[Foundation-l] Paths (was Analysis of statistics)

Marc Riddell michaeldavid86 at comcast.net
Mon Jul 27 17:43:36 UTC 2009



> On Mon, Jul 27, 2009 at 7:34 PM, Milos Rancic<millosh at gmail.com> wrote:
>> On Mon, Jul 27, 2009 at 6:42 PM, Marc Riddell<michaeldavid86 at comcast.net>
>> wrote:
>>> And it is this control group, this "consolidation of power" which was
>>> described earlier in this discussion, that is keeping the Project from
>>> reaching its full potential. This issue has been brought up many times in
>>> the past, but each time has been conveniently ignored by this group - which
>>> in psych language constitutes denial. In fact, this practice of ignoring
>>> persons and/or issues they don't want to confront appears to be a handy
>>> refuge for members of this group. There appears to be a fear in some of the
>>> more forceful in this group that, if they loosen their grip, they will be
>>> left behind. Perhaps they will if they don't grow with it. In any case, this
>>> is one of the most pressing issues facing the Project today. And one, if not
>>> confronted, which will cause the Project to fall into mediocrity as newer,
>>> more tolerant, more innovative projects come into being.
>> 
>> Fully agreed, especially with the last couple of sentences.
>> 
>> ... And except the last one. There will be no similar project to
>> Wikimedia, at least during this century. Projects like Wikipedia are
>> extremely expensive. Which [rational] projects have or had one million
>> of direct contributors? Great Wall, Chinese electrical system, Indian
>> railway system? Maybe. Wikipedia had momentum (and because of that
>> Jimmy's role is priceless) and it is very hard that we'll see another
>> project of such dimensions soon.
>> 
>> As we are inside of the project, we are not able to realize the
>> dimensions of what we are building. The biggest number of articles,
>> number of words, contributors... -- are just trees in the wood which
>> we have created. Numbers are just statistical facts which are not
>> important as is. But, all of them make a wood which existed never
>> before (and, probably, which won't exist for a long time again).
>> 
>> The point is that we, now and here, are making much bigger decisions
>> than how to keep ~10TB of data and build another 100TB of [very
>> useful] data in the next couple of years.

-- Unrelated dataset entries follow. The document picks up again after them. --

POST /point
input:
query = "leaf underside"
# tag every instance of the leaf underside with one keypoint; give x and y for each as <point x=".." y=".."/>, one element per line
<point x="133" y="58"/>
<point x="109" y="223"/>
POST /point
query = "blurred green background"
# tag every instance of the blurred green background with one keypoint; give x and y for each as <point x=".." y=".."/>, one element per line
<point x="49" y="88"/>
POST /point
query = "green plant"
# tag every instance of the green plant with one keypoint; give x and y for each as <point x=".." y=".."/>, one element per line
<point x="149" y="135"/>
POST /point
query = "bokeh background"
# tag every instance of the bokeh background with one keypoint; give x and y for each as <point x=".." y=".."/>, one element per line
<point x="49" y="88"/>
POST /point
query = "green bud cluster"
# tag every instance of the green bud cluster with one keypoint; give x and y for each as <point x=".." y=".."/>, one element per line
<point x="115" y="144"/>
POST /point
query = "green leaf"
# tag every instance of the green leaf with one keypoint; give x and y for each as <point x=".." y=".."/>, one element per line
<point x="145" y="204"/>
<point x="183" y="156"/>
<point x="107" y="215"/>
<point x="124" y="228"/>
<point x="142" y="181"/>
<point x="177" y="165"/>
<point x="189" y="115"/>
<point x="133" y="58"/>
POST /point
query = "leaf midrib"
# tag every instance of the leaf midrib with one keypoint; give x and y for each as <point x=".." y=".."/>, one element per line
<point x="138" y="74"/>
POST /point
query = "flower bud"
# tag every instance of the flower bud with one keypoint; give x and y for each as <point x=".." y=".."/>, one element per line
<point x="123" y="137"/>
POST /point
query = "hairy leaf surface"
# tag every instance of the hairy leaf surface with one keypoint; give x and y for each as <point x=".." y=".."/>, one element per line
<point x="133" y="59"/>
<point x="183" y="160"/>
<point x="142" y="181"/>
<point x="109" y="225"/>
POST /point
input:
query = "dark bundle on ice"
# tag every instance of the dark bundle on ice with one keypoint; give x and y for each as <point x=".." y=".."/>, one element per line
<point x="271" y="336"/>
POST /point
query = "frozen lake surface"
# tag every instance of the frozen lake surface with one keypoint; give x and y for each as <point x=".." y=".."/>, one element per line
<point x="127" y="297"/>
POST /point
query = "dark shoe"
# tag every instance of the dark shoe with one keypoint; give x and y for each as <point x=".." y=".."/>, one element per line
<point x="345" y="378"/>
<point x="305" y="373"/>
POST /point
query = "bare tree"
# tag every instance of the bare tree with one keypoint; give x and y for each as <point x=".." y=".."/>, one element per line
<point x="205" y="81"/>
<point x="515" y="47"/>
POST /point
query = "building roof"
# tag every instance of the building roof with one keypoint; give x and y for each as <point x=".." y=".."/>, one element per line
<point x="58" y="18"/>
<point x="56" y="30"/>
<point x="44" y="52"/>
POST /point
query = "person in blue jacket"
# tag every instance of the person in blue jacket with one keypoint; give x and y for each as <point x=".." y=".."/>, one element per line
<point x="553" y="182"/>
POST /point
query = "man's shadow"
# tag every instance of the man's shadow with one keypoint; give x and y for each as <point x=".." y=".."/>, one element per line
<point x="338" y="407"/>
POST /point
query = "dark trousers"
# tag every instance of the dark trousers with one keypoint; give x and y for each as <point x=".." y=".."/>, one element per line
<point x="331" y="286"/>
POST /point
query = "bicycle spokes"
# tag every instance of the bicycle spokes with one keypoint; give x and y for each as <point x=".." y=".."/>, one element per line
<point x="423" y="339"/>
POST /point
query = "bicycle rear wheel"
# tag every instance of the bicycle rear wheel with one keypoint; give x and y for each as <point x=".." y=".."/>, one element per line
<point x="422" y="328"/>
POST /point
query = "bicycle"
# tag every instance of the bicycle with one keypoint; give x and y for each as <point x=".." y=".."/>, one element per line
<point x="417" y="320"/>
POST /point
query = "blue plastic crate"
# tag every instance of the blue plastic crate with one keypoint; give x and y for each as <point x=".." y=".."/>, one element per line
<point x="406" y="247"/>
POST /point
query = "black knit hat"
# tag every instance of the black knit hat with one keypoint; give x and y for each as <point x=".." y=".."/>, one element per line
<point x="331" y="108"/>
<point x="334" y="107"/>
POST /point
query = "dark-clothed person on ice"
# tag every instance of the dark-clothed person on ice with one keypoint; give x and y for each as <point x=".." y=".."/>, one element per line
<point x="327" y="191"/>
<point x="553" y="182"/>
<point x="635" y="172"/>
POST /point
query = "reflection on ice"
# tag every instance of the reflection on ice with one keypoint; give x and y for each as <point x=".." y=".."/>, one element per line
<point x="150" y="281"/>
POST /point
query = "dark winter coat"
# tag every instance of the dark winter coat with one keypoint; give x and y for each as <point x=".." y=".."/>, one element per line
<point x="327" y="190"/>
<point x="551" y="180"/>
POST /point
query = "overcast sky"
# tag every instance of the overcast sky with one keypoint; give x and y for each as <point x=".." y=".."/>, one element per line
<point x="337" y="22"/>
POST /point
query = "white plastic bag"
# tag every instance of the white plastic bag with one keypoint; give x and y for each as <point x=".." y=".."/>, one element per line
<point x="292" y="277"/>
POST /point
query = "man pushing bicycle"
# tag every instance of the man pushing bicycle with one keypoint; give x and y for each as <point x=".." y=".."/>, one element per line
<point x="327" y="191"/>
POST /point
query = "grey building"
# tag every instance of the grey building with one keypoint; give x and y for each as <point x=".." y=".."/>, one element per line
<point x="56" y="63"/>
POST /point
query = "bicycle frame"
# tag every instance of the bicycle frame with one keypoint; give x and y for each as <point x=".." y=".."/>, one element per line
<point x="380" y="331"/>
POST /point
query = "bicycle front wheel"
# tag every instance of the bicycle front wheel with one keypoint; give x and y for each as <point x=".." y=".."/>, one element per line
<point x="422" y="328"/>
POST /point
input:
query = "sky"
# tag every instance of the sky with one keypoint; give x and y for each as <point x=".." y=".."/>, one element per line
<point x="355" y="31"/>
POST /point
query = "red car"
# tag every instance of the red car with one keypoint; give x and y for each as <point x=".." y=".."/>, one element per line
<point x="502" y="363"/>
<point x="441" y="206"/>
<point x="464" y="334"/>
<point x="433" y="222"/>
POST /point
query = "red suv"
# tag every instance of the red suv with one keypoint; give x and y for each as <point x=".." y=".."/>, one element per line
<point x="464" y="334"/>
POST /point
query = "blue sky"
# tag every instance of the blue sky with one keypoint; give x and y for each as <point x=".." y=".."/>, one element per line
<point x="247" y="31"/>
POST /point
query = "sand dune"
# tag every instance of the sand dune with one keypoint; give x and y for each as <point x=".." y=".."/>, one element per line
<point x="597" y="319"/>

Our work affects the whole
>> human civilization. Would we be able to keep or not our projects as
>> healthy places, this would give the answer which path would be used by
>> our civilization.
>> 
>> We have two non-exclusive possibilities: (1) centralized
>> 
on 7/27/09 1:36 PM, Milos Rancic at millosh at gmail.com wrote:
> 
> Hm. Mail hasn't been finished. I wanted to save it and consider
> finishing it later (probably, I wouldn't send it). So, probably, you
> should forget for this email :)
> 
No problem, Milos :-). I've done the same thing myself in the past.